"I think that changing language can change behavior to some extent, but I don't think it changes thinking. And I think a lot of times changing language can be a way of hiding a continuance of behavior that ought to change."
this is interesting, talked to my friend about it last night, at first we both immediately thought 1984 and newspeak, and in case you don't know the idea was to bend the meanings of plenty, truth, ignorance, slavery, freedom to where they mean nothing or refer to a definition beneficial to the government. she posited that yes not knowing a term for freedom or gay or trans could lead one to not be capable of conceiving of it.
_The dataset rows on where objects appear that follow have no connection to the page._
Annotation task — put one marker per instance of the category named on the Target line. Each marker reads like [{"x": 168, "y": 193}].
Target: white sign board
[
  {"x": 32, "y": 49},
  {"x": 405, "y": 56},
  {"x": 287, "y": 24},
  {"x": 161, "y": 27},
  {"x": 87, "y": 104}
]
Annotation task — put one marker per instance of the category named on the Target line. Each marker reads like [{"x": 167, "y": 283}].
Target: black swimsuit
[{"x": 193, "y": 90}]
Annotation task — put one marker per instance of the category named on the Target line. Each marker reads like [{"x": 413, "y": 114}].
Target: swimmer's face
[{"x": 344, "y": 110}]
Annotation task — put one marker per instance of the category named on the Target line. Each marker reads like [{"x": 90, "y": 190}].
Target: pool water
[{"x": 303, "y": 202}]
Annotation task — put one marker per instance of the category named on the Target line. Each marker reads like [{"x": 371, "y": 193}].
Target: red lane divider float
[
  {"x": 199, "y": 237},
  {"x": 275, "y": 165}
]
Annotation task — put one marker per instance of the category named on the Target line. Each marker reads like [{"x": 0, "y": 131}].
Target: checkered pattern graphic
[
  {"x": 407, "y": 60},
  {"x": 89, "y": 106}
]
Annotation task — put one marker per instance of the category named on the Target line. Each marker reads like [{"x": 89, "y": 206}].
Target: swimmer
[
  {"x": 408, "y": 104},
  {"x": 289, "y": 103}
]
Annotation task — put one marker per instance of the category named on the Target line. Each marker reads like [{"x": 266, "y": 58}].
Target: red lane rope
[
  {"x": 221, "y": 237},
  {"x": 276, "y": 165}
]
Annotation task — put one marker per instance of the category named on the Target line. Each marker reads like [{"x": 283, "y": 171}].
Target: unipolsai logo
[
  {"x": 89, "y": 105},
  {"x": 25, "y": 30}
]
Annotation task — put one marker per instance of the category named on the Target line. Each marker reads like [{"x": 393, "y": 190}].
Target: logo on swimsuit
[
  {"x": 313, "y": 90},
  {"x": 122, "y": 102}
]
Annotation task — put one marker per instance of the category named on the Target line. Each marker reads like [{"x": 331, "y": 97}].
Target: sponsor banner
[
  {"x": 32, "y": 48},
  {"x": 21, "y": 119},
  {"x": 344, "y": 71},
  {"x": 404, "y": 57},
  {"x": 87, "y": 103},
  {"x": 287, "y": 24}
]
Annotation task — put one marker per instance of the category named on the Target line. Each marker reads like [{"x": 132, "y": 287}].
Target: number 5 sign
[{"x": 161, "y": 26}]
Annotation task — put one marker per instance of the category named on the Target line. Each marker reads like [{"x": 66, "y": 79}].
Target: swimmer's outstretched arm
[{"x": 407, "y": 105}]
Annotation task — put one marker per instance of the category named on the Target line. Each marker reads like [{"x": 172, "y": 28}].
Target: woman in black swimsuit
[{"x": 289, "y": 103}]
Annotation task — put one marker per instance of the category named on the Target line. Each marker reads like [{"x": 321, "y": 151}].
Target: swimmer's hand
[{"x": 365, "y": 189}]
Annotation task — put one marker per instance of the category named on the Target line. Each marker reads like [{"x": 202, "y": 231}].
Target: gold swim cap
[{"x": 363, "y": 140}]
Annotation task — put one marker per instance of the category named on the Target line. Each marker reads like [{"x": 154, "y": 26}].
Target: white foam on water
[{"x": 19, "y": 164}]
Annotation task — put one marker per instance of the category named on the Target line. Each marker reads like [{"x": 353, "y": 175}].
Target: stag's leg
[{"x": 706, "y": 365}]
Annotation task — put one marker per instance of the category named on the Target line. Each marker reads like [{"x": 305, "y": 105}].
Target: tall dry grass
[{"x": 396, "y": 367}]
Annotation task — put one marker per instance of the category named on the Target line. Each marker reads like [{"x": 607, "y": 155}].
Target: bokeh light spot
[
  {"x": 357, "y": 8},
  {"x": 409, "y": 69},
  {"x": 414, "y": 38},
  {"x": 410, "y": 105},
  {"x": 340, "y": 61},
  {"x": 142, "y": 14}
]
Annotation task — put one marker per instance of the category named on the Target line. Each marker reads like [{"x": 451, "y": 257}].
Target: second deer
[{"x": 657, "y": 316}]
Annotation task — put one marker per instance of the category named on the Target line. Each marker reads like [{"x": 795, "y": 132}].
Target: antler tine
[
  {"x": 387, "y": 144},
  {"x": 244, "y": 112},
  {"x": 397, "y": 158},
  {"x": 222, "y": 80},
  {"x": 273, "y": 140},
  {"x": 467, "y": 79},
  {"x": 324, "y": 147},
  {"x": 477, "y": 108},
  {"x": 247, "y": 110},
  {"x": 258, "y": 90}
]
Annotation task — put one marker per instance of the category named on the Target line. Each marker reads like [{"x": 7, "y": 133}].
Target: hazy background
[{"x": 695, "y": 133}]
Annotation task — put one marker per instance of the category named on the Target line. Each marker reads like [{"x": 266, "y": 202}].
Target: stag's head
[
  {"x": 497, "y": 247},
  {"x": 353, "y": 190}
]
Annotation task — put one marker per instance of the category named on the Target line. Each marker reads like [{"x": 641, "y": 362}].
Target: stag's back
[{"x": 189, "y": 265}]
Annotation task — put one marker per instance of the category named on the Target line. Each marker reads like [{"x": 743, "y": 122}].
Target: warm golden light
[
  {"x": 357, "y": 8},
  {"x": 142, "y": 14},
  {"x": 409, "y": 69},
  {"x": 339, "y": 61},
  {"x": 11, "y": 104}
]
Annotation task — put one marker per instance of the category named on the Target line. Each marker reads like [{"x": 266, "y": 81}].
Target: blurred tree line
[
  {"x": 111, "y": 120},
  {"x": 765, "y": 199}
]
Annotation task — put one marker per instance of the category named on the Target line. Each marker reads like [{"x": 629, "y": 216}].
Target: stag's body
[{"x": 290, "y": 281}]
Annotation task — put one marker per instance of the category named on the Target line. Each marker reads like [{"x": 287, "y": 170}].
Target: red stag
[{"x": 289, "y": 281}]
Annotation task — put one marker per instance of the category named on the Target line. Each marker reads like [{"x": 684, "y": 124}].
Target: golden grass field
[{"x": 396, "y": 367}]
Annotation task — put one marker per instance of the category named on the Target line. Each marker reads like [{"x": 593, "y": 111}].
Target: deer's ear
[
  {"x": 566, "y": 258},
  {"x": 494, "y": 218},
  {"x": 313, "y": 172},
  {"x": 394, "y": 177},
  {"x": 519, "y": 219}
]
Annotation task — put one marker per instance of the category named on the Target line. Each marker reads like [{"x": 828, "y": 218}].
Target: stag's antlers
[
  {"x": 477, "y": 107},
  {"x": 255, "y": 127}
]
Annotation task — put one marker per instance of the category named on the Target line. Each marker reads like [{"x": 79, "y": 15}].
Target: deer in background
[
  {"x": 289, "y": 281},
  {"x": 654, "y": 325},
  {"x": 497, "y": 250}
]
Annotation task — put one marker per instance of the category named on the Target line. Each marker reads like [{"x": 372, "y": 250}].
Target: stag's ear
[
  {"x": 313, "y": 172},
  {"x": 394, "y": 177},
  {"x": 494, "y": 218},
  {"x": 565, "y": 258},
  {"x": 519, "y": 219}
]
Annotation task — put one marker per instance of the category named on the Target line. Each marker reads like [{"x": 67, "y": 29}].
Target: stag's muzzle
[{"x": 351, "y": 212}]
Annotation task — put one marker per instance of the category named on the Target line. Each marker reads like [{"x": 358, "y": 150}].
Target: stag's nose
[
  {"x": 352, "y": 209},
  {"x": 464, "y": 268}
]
I disagree however, imagine you are in a cage, you will still have a desire to get out and be free, regardless of knowing the word freedom. that does affect your ability to communicate those ideas or about them with others.
she mentioned how not having a word for something like gay or transgender could indicate a non accepting environment or potentially cause one of these people to not be able to "solidify their identity" or "adjust or come to terms with themselves". I disagree with a few of these notions, there would be no adjusting or coming to terms in a truly accepting environment, it would just be another mundane activity or another thing that someone does to groom or decorate themselves.
in fact, I would bet that having words for these things significantly contributes these particular things to being a part of someones identity more so than any random thing they would like to do and do. or maybe the chicken came before the egg.
if one applies the same principle to race it honestly looks kind of ridiculous. "we should continue to have racial categories because that helps racial minorities to accept themselves for who they are". well that doesn't make any fucking sense, and kinda sounds racist. I would argue the categories of race and gender (as the role or behaviors you are expected to show) do a lot more harm than good even if those statements were true. it also shows how those categories have been reified by language. as dot said on a question I asked long ago, we could have just as easily grouped ourselves on something like hair color or eye color.
as for changing behavior in the long run, I do believe that over time continuing gendered pronouns but using them as people ask you to, will lead to an erosion in the importance of gender but perpetuates the idea that certain behaviors "add up" to being this or that identifying group. for that we would need totally gender neutral language which is a huge can of worms for any language other than English as ingrate mentioned. I also think it would take generations for reasons ingrate mentioned, but I do think that language would be the first step towards a world in which when a black and white person approach each other, they don't view that as being an important distinction, just like if another person has different eye colors they aren't a different "group". one could argue that cultural differences can be significant between races but I think this is actually a result of segregation be it enforced or not, not talking about a specific example, any of them. in fact, seeing behavioral, dress, taste in music, or food, as being things that add up to being a certain racial category isn't that far off from a group of expressions or physical characteristics making you a man or woman.
I'm not saying we should never talk about race, but when we do maybe work how we got here into the discussion and solution, instead of solutions that reinforce and perpetuate these categories.
with the romance languages, the perceived masculinity or femininity of the objects actually seems to not be so important always, example: dress in Spanish is vestidO, with an o, so actually calling them nouns that end in a, nouns that end in o, and irregular nouns, would take away the arbitrary assignment of gender to the sounds aahh and Oh. will I still think of it as masculine and feminine for the rest of my life? probably, but If I teach a young child using that language and that is all they are exposed to, I think they would find the assignment of gender quite ridiculous if introduced later on. actually you can see that in English speakers who know nothing of Spanish, when they hear nouns are all masculine or feminine, even pens and pencils, they are shocked and think its weird.